Cybersicherheit: Eco lässt Dobrindts Hackback-Definition nicht gelten
Nach Ansicht des IT-Branchenverbands Eco handelt es sich bei den geplanten Befugnissen von BKA und Bundespolizei zur Abwehr von Cyberattacken eindeutig um sogenannte Hackbacks. "Per Definition ist ein Hackback ein aktiver digitaler Gegenangriff, bei dem eine angegriffene Partei selbst in die Systeme des ursprünglichen Angreifers eindringt", sagte Eco-Vorstand Klaus Landefeld auf Anfrage von Golem. Explizit nicht Teil der Definition sei dabei eine Vergeltungsmaßnahme, wie dies von Bundesinnenminister Alexander Dobrindt (CSU) behauptet werde.
Hintergrund der Kritik ist das geplante Gesetz zur Cybersicherheit(öffnet im neuen Fenster) (PDF), das es Bundeskriminalamt (BKA) und Bundespolizei ermöglichen soll, "eine wirksame Gefahrenabwehr gegen Cyberangriffe umzusetzen". Dobrindt beschrieb die Befugnisse bei der Vorstellung des Entwurfs mit den Worten: "Wir schlagen zurück. Wir schalten die Bedrohung aus, wenn wir angegriffen werden. Wir werden Angreifer stören und deren Infrastruktur zerstören können." Doch nach Ansicht des CSU-Politikers handelt es sich dabei nicht um Hackbacks. "Ein Hackback ist ein Vergeltungsschlag. Das legitimieren wir nicht. Das, was wir tun, ist Gefahrenabwehr."

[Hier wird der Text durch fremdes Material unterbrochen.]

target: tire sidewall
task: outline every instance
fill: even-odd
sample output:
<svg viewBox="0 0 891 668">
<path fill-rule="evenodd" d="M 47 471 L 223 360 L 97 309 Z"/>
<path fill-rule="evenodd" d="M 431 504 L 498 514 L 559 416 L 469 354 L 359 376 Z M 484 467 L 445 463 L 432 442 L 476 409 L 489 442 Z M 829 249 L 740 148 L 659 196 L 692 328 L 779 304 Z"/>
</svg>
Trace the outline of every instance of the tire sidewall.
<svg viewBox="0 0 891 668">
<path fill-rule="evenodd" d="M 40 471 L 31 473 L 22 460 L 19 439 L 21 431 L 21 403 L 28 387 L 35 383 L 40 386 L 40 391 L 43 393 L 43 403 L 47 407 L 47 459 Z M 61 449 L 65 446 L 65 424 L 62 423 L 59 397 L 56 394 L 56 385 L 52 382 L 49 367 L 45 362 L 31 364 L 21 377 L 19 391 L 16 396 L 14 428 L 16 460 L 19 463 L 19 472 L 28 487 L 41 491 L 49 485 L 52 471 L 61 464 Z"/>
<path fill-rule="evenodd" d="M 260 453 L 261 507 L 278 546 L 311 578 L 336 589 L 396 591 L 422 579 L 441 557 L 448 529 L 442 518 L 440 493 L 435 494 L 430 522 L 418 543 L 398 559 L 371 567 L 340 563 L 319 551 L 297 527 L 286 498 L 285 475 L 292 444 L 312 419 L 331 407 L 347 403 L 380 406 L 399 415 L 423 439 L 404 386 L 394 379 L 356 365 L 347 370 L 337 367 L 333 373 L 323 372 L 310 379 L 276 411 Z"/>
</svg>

Landefeld: Alle Kriterien eines Hackbacks erfüllt
Dem widerspricht Landefeld jedoch. Dobrindts Definition der "aktiven Cyberabwehr" erfülle "alle Kriterien eines Hackbacks". Der Angriff auf andere, bei dem Angriff nicht beteiligte Infrastrukturen sei "schlicht und einfach ein Hack, kein Hackback".

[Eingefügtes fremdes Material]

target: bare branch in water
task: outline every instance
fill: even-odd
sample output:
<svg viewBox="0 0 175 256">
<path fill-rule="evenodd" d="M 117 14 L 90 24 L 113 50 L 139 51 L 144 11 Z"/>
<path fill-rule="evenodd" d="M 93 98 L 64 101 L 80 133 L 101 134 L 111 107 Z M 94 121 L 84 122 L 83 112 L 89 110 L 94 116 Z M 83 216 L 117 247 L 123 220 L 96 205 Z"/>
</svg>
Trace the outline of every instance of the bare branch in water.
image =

Zudem wies Landefeld darauf hin, dass Bundespolizei und BKA laut Gesetzesbegründung auch die Befugnis erhalten sollen, "in informationstechnische Systeme von Geschädigten ('Opfersysteme')" einzugreifen. Das könne sogar als "klassischer Hack von nicht angreifenden Systemen" bezeichnet werden, sagte Landefeld. Dabei würden in der Regel "völlig offensichtlich bereits geschädigte Dritte heimlich angegriffen, deren Systeme sollen nun (erneut) infiltriert und gegebenfalls sogar unbrauchbar gemacht werden".
In seiner Stellungnahme(öffnet im neuen Fenster) (PDF) zum Gesetzentwurf warnte der Verband ausdrücklich vor den Gegenangriffen. "Hackback- Ansätze sind technisch riskant und rechtlich wie außenpolitisch hoch problematisch", heißt es darin. Landefeld ergänzte dazu: "Wer dann hier wie die Verantwortung tragen soll, insbesondere wenn sich diese Systeme im Ausland befinden und der Schaden durch den Hack katastrophal wäre, wird durch den Gesetzentwurf bezeichnender Weise nicht einmal adressiert."